The whole "comedy is the new rock 'n' roll" thing never really got off the ground. Chris Morris and Lee & Herring had comedy shows on Radio 1, and the target audiences may have been the same, but there was nothing particularly musical about any of the comedy around at the time. Recently, however, a few acts who use music as an integral part of their performance have broken through to the mainstream and the whole debate has been kick-started. Some say yes, others emphatically no.
Whatever your opinion, it seems clear that acts such as The Mighty Boosh and Flight of the Conchords have shifted the goalposts of comedy performance a bit. The comedy song has a long tradition, and performers such as Billy Connolly, Bill Bailey, Harry Hill and Adam & Joe (to name but a few) often use music to great comic effect, but these two acts have taken it up a notch or two in terms of integrating music into their work. Flight of the Conchords' live shows consist almost entirely of their songs, which in turn provide the base element that each sketch in their radio series and subsequent sitcom is woven around. Without the songs, there wouldn't really be a show.
The Mighty Boosh use music in a slightly different way. In their one radio and three television series (so far), songs pop up as the denouement to scenes and in the odd crimp (an a cappella form quickly ripped off by none other than the Honey Monster), but while the show would suffer without the songs, it's not entirely dependent on them. Interestingly though, their live show now incorporates full band performances of many of the songs, featuring Noel Fielding (Vince Noir) on vocals, Julian Barratt (Howard Moon) on guitar, Dave Brown (Bollo) on bongos and Rich Fulcher (Bob Fossil) on keys.
In fact, the Boosh's live show could be a sign of music and comedy finally crossing over in a meaningful fashion. In a way it was like a variety show performed by a single collective, or a self-contained cabaret featuring a touch of stand-up, some sketches, live music and elements of performance art.

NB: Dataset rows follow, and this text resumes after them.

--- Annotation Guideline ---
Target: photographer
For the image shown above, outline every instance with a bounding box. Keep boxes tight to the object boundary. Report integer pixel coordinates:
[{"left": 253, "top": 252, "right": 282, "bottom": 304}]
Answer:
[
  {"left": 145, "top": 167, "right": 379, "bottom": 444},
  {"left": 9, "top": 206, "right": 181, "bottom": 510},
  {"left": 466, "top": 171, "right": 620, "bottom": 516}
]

It was the theatrical equivalent of a mash-up, and judging by the fairly packed Odyssey Arena I enjoyed it in, it's pretty popular too.
The success of these acts alone prove that comedy and music can mix in new and interesting ways, but it's a difficult trick to pull off. As for comedy being the new rock 'n' roll, it would be nice if music could produce a new rock 'n' roll itself and just leave comedy out of it - it seems to be doing ok by itself thanks very much.